La distancia era de varios kilómetros, pero vi con claridad un puntito oscuro sobre la monotonía verde y gris.
—¡Venga, señor mío, venga conmigo! —exclamó Frankland, subiendo las escaleras a toda prisa—. Va usted a verlo con sus propios ojos y podrá juzgar por sí mismo.
El telescopio, un instrumento formidable montado sobre un trípode, se hallaba sobre la azotea de la casa. Frankland se acercó para mirar y dejó escapar un grito de satisfacción.
—¡Deprisa, doctor Watson, deprisa antes de que pase al otro lado!
Allí estaba, sin la menor duda: un pilluelo con un hatillo al hombro, subiendo sin prisas por la pendiente. Cuando llegó a la cresta vi, recortada por un momento contra el frío cielo azul, la figura desaseada y rústica. El chiquillo miró a su alrededor con aire furtivo y cauteloso, como alguien que teme ser perseguido. Luego desapareció por la ladera opuesta.
—Bien, señor mío, ¿estoy en lo cierto?
—Se trata sin duda de un muchacho que parece tener una ocupación secreta.
—Y cuál sea esa ocupación es algo que hasta un policía rural podría adivinar. Pero no seré yo quien les diga una sola palabra, y a usted le exijo también que guarde el secreto, doctor Watson. ¡Ni una palabra! ¿Entendido?
—Como usted desee.
—Me han tratado vergonzosamente, ésa es la verdad. Cuando salgan a la luz los hechos en mi pleito contra la Reina me atrevo a creer que un escalofrío de indignación recorrerá el país. Nada me impulsará a ayudar a la policía. Por lo que a ellos se refiere, les daría lo mismo que esos tunantes del pueblo me quemaran en persona y no en efigie. ¡No irá a marcharse ya! ¡Tiene que ayudarme a vaciar la botella para celebrar este gran acontecimiento!
Pero desoí todas sus súplicas y logré que renunciara también a acompañarme andando a casa.
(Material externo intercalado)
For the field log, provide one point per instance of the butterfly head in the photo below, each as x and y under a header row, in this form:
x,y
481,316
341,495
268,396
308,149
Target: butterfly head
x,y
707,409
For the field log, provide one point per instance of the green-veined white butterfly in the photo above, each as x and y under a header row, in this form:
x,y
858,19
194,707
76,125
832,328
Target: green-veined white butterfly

Seguí carretera adelante hasta perder de vista a Frankland y luego me lancé campo a través por el páramo en dirección a la colina pedregosa en donde habíamos perdido de vista al muchacho. Todo trabajaba en mi favor y me juré que ni por falta de energía ni de perseverancia desperdiciaría la oportunidad que la fortuna había puesto a mi alcance.
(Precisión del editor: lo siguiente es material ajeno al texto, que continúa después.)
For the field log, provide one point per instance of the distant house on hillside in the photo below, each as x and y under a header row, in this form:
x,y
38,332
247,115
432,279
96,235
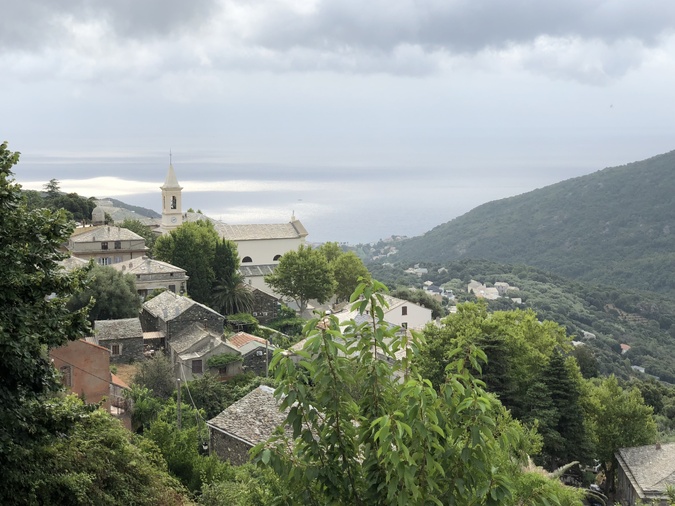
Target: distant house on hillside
x,y
150,275
123,338
106,244
249,421
645,473
253,350
400,312
170,314
85,371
Atardecía cuando alcancé la cumbre de la colina; los largos declives que quedaban a mi espalda eran de color verde oro por un lado y gris oscuro por otro. En el horizonte más lejano las formas fantásticas de Belliver y del Risco Vixen sobresalían por encima de una suave neblina. No había sonido ni movimiento alguno en toda la extensión del páramo. Un gran pájaro gris, gaviota o zarapito, volaba muy alto en el cielo. El ave y yo parecíamos los únicos seres vivos entre el enorme arco del cielo y el desierto a mis pies. El paisaje yermo, la sensación de soledad y el misterio y la urgencia de mi tarea se confabularon para helarme el corazón. Al muchacho no se le veía por ninguna parte. Pero por debajo de mí, en una hendidura entre las colinas, los antiguos refugios de piedra formaban un círculo y en el centro había uno que conservaba el techo suficiente como para servir de protección contra las inclemencias del tiempo. El corazón me dio un vuelco al verlo. Aquélla tenía que ser la guarida donde se ocultaba el desconocido. Por fin iba a poner el pie en el umbral de su escondite: tenía su secreto al alcance de la mano.
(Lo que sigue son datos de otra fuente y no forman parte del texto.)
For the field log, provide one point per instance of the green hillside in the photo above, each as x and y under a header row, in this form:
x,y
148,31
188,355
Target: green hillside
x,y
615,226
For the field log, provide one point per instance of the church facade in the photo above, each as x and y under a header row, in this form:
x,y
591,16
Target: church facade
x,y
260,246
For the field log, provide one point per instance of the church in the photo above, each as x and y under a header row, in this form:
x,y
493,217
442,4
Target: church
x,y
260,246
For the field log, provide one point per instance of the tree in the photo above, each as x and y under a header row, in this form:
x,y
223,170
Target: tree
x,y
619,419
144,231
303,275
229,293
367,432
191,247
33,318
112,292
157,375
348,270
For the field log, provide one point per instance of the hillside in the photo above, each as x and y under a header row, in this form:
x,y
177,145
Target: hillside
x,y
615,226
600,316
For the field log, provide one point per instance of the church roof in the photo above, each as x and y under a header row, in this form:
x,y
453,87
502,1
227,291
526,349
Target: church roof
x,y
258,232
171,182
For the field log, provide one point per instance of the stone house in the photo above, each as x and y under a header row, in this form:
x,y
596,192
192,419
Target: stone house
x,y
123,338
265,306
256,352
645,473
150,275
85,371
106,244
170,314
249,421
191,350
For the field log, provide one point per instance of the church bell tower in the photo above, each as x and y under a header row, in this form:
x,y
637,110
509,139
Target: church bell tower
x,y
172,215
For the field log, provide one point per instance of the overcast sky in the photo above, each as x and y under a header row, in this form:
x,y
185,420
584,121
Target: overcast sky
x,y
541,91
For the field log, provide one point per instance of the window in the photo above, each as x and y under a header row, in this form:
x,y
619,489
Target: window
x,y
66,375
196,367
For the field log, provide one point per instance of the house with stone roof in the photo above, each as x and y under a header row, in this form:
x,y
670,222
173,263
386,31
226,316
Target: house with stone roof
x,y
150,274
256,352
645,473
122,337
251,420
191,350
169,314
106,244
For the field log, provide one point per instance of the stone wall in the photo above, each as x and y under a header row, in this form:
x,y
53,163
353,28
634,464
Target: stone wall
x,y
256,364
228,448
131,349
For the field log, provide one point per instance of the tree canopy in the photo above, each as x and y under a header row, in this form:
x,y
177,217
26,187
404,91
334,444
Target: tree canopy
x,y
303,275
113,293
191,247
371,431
Mientras me acercaba al refugio, caminando con tantas precauciones como pudiese hacerlo Stapleton cuando, con el cazamariposas en ristre, se aproximara a un lepidóptero inmóvil, comprobé que aquel lugar se había utilizado sin duda alguna como habitación. Un sendero apenas marcado entre las grandes piedras conducía hasta la derruida abertura que servía de puerta. Dentro reinaba el silencio. El desconocido podía estar escondido en su interior o merodear por el páramo. La sensación de aventura me produjo un agradable cosquilleo. Después de tirar el cigarrillo, puse la mano sobre la culata del revólver y, llegándome rápidamente hasta la puerta, miré dentro. El refugio estaba vacío.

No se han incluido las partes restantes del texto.